XRISM’s X-ray mirrors and star trackers are mounted on the front of the craft (left), as shown in this rendering. Credit: NASA Goddard Space Flight Center Conceptual Imaging Laboratory
The XRISM (X-Ray Imaging and Spectroscopy Mission) mission is not the first of its kind, but the cutting-edge spectroscopic instruments on board have opened new doors for high-energy astrophysics.
Active galactic nuclei (AGN) – supermassive black holes that actively devour material and glow in the resulting chaos – have always held mysteries for astrophysicists. Now, a year after XRISM’s launch in September 2023, its first results have revealed key findings about the structure of an AGN and traced a supernova remnant by imaging the flow of superheated iron atoms nearby. The results come from the commissioning phase of XRISM, to test – and showcase – the capabilities of the new observatory in orbit. More than 100 international researchers analyzed XRISM data to produce the results of two new studies.
“It’s really exciting to be able to collect X-ray spectra with such unprecedented high resolution, particularly for the hottest plasmas in the universe,” said Lia Corrales, co-author of both XRISM publications and an astronomer at the University of Michigan. in Ann Arbor, in a press release.
At the top of the solution food chain
XRISM was built through a collaboration between the Japan Aerospace Exploration Agency (JAXA) and NASA, with participation from the European Space Agency (ESA), and is intended to work in concert with its predecessors such as the telescope XMM-Newton X-ray Observatory and the Chandra X-ray Observatory.
The new observatory uses two instruments, including Xtend, an imager that focuses on the soft X-ray end of the spectrum. But researchers are more excited about Resolve, a spectroscopy instrument with a twist: It’s a microcalorimeter that measures not the X-rays as they enter the instrument, but how much they heat the little detector when they hit it. The incredible sensitivity of this setup gives Resolve unprecedented spectral resolution, justifying its name and producing highly detailed spectra with which to analyze XRISM targets.
“Resolve will allow us to see the shapes [spectral] lines in a way never possible before,” said Brian Williams, an XRISM project scientist at NASA’s Goddard Space Flight Center, in a press release earlier this year, “enabling us to determine not only the abundance of various elements present, but also their temperatures, densities and directions of movement at unprecedented levels of precision.”
XRISM rules with an iron fist
To test the mettle of the new telescope, Resolve’s power was applied to a supernova remnant in the Large Magellanic Cloud called N132D, whose massive original star collapsed in a supernova explosion about 3,000 years ago, leaving behind itself a hot bubble of gas in the atmosphere. interstellar medium. During the supernova, iron was released and heated to a staggering 18 billion degrees Fahrenheit (10 billion degrees Celsius).
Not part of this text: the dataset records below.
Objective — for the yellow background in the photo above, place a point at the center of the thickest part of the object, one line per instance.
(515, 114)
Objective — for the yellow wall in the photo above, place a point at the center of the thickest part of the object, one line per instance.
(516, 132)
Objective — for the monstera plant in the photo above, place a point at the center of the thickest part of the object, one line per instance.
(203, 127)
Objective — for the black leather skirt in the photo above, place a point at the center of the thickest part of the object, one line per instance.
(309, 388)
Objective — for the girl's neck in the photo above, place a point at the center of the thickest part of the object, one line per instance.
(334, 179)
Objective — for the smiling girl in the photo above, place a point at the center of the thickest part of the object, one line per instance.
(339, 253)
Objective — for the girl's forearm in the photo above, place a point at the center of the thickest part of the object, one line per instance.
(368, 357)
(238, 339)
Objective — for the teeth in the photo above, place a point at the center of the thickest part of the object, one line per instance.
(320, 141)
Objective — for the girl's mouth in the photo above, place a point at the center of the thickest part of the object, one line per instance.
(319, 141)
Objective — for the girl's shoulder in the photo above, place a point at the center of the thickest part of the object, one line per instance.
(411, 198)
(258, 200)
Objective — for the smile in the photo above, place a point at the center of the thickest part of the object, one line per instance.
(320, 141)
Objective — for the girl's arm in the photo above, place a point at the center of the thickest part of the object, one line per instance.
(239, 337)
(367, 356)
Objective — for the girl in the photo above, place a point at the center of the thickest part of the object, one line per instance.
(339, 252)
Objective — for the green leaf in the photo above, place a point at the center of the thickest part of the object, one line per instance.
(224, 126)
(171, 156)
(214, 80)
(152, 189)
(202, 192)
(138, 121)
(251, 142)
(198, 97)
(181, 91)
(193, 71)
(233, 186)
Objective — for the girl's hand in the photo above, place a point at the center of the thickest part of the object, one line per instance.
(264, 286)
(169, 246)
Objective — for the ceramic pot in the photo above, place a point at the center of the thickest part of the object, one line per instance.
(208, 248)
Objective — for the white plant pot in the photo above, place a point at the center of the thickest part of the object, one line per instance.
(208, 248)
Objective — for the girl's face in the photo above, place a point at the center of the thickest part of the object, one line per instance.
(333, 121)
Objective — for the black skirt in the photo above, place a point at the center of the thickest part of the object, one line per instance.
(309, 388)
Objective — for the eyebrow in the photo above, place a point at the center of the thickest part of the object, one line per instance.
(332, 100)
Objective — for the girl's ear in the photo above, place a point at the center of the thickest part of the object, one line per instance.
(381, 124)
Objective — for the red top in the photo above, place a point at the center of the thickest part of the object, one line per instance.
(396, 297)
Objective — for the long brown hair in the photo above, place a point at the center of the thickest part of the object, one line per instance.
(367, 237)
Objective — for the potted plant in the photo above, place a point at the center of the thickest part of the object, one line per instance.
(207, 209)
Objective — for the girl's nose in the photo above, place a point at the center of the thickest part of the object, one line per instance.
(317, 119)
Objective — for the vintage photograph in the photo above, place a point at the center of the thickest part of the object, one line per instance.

The study has been accepted for publication in Publications of the Astronomical Society of Japan.
At this temperature, XRISM easily tracked down the iron elements and revealed that the shape of SNR N132D is not the expected spherical bubble, but is instead torus- or donut-shaped. Additionally, XRISM provided information on the speed and direction of the hot plasma; the research team managed to measure the speed and found that the torus is expanding at a speed of 4.3 million km/h.
“These new observations… show the mission’s exceptional ability to explore the high-energy universe,” said Matteo Guainazzi, ESA’s XRISM project scientist, in a press release.
Bent black hole
Another pre-released study is also based on first-look data from light years away.
Previous radio and infrared observations had already shown that the accretion disk surrounding the supermassive black hole is also torus-shaped, as is the material inside the disk. However, with XRISM’s advanced spectroscopic instruments, researchers can now track the distribution of plasma orbiting and falling into the black hole.
Iron elements within the AGN are key ingredients for this and future studies to map the structure of the accretion disc.
“Resolve allows us to characterize the multistructured, multitemperature environment of SMBHs in a way that was not possible before,” Corrales said.
XRISM is only now entering the General Observer (GO) phase, during which scientists from around the world will be able to submit objectives and study the results. The next few years will see a whole new universe of X-rays open up to understanding.